Dr. Matthieu Vanni will explore the participation of independent neurons in the different layers of the motor cortex of the mouse. The mouse is a model that will be used in these studies because it provides opportunities to manipulate the genome, which will be a major asset in stages of this project. Dr. Vanni will be measuring the activation of identified neurons using two-photon microscopy, which achieves a sub-cellular resolution in living tissue. The neuronal activation in the motor cortex will be measured in response to natural movements and/or following excitation/inactivation of individual neurons of the network.

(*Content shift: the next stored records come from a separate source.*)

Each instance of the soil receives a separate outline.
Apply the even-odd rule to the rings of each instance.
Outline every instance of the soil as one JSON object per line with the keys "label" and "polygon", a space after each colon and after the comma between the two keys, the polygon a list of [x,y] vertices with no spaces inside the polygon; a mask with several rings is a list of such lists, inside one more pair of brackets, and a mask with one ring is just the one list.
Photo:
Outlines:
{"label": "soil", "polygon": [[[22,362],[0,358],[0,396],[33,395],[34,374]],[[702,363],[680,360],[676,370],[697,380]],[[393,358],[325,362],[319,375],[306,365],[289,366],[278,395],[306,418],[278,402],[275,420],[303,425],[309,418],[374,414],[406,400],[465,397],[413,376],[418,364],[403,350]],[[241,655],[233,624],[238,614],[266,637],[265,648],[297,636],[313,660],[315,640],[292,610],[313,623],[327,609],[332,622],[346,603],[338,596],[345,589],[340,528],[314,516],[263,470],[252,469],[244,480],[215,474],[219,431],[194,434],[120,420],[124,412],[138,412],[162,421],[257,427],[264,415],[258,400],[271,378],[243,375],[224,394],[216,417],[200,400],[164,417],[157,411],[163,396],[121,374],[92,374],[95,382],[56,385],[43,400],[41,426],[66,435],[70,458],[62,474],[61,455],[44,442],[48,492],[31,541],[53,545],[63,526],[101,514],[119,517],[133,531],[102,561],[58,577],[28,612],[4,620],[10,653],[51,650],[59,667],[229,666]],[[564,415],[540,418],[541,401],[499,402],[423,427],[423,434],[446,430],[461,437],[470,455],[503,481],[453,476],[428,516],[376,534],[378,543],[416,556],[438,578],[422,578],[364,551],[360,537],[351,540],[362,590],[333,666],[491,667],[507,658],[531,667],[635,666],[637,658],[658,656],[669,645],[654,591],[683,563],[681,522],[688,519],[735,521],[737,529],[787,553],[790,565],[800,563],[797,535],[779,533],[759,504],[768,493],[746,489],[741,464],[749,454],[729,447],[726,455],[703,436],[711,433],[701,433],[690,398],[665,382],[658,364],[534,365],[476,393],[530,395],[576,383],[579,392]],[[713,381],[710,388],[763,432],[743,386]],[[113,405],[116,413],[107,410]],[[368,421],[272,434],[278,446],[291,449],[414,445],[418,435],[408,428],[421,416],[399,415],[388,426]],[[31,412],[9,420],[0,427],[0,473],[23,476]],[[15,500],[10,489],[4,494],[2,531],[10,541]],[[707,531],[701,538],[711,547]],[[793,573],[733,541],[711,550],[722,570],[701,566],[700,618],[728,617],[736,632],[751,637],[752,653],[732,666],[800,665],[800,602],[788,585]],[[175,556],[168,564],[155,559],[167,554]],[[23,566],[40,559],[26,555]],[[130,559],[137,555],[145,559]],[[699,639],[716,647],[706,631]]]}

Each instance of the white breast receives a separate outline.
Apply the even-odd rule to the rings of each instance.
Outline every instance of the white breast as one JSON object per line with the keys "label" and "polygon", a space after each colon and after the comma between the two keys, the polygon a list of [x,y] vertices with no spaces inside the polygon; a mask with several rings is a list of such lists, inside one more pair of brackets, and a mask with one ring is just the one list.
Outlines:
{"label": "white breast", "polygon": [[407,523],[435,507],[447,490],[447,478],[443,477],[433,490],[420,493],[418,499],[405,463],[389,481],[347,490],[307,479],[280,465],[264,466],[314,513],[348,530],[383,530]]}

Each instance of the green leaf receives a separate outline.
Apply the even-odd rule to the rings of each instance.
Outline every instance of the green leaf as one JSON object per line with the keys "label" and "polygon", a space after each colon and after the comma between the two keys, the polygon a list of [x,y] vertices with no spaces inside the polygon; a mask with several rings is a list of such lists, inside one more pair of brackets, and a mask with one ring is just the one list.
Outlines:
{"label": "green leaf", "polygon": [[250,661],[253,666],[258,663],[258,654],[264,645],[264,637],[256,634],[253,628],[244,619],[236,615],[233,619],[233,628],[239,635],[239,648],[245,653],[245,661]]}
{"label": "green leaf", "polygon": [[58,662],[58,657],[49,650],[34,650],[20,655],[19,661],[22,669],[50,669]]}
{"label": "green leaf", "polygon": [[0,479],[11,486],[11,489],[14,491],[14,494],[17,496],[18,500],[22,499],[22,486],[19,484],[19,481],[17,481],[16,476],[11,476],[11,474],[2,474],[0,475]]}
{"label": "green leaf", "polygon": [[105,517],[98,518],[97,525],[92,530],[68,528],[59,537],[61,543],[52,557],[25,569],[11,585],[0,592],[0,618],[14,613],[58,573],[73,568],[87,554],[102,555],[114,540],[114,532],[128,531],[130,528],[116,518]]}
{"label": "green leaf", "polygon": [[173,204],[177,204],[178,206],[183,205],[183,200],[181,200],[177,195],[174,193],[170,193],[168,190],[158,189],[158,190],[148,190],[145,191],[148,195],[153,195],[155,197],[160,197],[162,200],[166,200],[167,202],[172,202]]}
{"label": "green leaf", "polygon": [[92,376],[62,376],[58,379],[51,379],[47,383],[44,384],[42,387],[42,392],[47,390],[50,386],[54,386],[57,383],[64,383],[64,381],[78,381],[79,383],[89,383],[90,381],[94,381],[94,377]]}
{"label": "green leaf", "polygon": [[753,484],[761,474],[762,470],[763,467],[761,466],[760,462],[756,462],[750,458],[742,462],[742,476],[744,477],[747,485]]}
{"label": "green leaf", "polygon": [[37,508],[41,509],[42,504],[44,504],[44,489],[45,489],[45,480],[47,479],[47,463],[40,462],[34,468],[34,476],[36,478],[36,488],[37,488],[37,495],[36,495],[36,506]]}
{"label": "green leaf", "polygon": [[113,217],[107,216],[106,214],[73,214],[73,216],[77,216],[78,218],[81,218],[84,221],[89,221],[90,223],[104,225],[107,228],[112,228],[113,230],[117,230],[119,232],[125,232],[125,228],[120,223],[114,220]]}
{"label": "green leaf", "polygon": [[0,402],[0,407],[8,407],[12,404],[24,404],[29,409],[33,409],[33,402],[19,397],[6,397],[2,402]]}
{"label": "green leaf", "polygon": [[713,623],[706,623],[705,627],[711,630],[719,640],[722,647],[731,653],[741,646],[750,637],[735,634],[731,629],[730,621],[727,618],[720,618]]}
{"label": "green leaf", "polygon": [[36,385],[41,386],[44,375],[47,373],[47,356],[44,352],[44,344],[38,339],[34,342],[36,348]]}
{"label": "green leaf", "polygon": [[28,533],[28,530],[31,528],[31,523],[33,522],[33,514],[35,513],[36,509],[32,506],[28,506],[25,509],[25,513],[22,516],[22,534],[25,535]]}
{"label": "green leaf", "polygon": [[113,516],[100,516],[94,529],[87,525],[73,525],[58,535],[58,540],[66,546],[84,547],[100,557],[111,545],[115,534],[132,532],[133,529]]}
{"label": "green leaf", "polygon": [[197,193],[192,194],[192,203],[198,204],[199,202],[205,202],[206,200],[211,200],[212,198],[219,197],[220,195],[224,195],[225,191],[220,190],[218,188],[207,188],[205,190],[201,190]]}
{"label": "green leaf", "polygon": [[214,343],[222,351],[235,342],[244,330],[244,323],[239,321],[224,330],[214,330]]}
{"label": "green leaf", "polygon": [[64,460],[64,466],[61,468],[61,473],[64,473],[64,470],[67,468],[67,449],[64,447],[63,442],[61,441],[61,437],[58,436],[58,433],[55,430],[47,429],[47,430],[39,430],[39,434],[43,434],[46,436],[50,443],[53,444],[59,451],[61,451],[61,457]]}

The results of this study will help to better understand the information processing of motor tasks in the brain. This knowledge could have an impact on the understanding of how the brain adapts during learning and after stroke. Furthermore, understanding these cellular aspects will have important implications in the design of therapeutic rehabilitations such as prosthetic or brain stimulation, limiting post-stroke physical disability. This project will use novel applied optical methods: two-photon microscopy and optogenetics. The exceptional resolution and specificity of these new methods will have a strong impact in many other fields as well; for example, they may be applied to study neural compensation mechanisms observed in neurodegenerative diseases such as Alzheimer's or Parkinson's.